L’Évangile commenté par le Pape fait allusion à trois cris qui servent de trame à son homélie Il y a d’abord le cri de joie et d’allégresse de la jeunesse en admiration devant le Rédempteur d’Israël et de tout homme. Aux jeunes s’associent tous ces petits et ces pauvres qu’ils soient purs ou pardonnés. C’est le cri de tous ceux qui ne peuvent offrir à Dieu que leur misère, mais qui exultent de la Miséricorde incarnée. C’est justement leur misère ou leur marginalisation qui peut leur faire crier : « Béni soit Celui qui vient au nom du Seigneur ». Ils crient de joie, car dans leur confiance sans borne en la miséricorde, ils retrouvent la joie de l’espérance d’une vie meilleure avec Jésus. En un mot, c’est le cri du publicain que ne peut supporter le pharisien qui lui aussi crie, mais tout autrement. Scandalisé qu’il est et se croyant juste, il crie d’horreur devant le fait que Jésus partage la table des pécheurs. Il crie parce qu’il a perdu la mémoire. Il oublie que lui aussi est pécheur et qu’il a besoin du pardon de Dieu. Il cherche à s’autojustifier par son cri qui ne comprend pas la joie du pécheur pardonné. Et ce cri ira loin. Il ira jusqu’au « Crucifie-le ! » Et la haine a toujours raison d’une foule versatile. Aussi Celui qui est rentré triomphant à Jérusalem mourra cinq jours plus tard sur la Croix, qui en fait sera devenue son vrai char de triomphe. Mais ce cri d’une foule retournée n’est pas un cri spontané, comme l’était le premier. C’est le cri d’une foule manipulée par le prince de ce monde, car au-delà du combat entre Jésus et les pharisiens, se cache un autre combat qui remonte aux origines, lorsque Adam et Ève succombèrent à la « métatentation » des origines : « Vous serez comme des dieux ». La Croix est l’antidote unique à ce cri venimeux, comme le fut autrefois, le serpent d’airain hissé par Moïse dans le désert. Les pierres de ce désert crient aussi en ce jour car les hommes ont tout oublié des bienfaits divins. Une seule n’a pas oublié : Marie.
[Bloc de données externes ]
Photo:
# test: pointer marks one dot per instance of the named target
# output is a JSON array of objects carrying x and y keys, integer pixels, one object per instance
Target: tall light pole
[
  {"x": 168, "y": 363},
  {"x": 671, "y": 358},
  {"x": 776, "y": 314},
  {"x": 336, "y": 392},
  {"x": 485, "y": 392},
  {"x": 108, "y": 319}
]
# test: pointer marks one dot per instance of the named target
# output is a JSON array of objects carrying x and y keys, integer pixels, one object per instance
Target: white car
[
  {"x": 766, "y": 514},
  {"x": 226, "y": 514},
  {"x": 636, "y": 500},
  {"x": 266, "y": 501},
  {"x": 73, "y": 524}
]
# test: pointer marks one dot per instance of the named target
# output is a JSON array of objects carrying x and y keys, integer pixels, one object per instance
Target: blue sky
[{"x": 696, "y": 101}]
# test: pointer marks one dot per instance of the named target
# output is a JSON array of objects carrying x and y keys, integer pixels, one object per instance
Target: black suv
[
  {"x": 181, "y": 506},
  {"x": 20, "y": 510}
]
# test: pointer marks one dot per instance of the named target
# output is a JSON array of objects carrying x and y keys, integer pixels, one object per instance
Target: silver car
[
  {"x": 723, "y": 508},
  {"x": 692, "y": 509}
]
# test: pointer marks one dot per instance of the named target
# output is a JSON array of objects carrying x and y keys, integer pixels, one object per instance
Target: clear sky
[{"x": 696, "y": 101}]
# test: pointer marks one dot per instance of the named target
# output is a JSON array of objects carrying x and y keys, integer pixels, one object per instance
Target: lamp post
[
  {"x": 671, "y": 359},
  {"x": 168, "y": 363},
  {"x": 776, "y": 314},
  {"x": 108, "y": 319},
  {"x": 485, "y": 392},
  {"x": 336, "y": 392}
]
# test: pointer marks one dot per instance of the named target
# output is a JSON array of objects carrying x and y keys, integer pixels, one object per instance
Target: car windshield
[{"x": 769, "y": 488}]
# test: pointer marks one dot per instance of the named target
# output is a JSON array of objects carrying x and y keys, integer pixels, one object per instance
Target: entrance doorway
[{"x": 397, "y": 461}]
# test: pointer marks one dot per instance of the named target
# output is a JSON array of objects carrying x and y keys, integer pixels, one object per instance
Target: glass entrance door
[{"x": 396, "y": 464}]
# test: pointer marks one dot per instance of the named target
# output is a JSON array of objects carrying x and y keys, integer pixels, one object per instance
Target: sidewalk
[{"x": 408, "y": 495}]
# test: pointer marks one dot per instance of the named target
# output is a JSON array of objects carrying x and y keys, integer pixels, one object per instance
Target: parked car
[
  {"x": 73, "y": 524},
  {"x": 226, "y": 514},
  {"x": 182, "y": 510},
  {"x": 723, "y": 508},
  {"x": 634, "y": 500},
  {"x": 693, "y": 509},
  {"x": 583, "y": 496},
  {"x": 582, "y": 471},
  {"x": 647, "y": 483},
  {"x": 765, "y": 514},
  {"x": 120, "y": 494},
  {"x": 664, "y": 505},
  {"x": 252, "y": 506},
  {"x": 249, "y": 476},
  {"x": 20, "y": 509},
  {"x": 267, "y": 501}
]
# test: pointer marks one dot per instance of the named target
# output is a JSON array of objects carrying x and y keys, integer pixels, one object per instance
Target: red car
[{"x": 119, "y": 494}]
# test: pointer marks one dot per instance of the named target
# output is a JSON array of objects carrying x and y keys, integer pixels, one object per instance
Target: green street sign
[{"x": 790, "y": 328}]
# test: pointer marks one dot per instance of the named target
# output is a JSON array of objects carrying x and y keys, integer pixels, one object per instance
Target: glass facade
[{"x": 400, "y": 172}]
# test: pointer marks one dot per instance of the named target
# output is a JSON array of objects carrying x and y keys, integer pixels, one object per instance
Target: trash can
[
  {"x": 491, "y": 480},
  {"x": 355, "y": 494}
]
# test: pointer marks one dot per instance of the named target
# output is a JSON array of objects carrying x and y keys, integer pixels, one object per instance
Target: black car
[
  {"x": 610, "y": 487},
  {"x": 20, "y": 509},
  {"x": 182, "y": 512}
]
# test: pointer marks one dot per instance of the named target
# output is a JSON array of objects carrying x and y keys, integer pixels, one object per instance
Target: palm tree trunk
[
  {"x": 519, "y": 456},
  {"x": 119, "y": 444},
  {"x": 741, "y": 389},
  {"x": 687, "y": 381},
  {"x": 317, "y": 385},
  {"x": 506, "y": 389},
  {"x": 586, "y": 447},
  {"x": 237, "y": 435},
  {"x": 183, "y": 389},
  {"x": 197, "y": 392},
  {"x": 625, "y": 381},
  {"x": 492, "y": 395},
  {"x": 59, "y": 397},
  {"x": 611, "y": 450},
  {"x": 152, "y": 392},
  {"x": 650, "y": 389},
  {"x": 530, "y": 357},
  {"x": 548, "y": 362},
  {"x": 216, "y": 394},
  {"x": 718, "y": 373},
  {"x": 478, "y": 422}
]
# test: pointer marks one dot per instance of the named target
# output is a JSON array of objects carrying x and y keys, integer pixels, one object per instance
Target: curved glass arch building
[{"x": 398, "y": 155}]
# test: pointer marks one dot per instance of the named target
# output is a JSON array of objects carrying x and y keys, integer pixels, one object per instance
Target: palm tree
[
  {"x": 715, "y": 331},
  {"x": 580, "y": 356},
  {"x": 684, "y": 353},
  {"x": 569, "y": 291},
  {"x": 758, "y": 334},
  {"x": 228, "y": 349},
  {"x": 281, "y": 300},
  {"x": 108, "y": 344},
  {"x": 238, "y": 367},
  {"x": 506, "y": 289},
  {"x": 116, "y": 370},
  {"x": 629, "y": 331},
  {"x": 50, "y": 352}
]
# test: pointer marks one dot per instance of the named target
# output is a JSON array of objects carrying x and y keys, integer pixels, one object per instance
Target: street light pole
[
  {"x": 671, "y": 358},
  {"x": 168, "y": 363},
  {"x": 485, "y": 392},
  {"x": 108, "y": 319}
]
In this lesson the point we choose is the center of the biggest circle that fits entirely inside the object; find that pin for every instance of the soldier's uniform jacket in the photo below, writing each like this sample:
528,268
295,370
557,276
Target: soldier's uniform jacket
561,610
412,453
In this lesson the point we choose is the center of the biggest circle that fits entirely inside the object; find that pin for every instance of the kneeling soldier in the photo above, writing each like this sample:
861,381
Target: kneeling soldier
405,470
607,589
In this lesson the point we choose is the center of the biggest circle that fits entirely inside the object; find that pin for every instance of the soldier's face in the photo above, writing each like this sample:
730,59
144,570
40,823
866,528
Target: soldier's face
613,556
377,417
CÉLÉBRATION DU DIMANCHE DES RAMEAUX
ET DE LA PASSION DU SEIGNEUR
HOMÉLIE DU PAPE FRANÇOIS
Place Saint-Pierre
XXXIIIe Journée mondiale de la Jeunesse
Dimanche 25 mars 2018
Jésus entre à Jérusalem. La liturgie nous a invités à intervenir et à participer à la joie ainsi qu’à la fête du peuple qui est capable de crier et de louer son Seigneur ; une joie qui se ternit et laisse un goût amer et douloureux lorsqu’on a fini d’écouter le récit de la Passion. Dans cette célébration semblent s’entrecroiser des histoires de joie et de souffrance, d’erreurs et de succès qui font partie de notre vie quotidienne de disciples, car elles parviennent à mettre à nu des sentiments et des contradictions que nous aussi nous éprouvons souvent aujourd’hui, hommes et femmes de ce temps : capables de beaucoup aimer… mais aussi de haïr – et beaucoup – ; capables de courageux sacrifices, mais aussi capables de savoir ‘‘se laver les mains’’ au moment opportun ; capables de fidélité mais aussi de grands abandons et de grandes trahisons.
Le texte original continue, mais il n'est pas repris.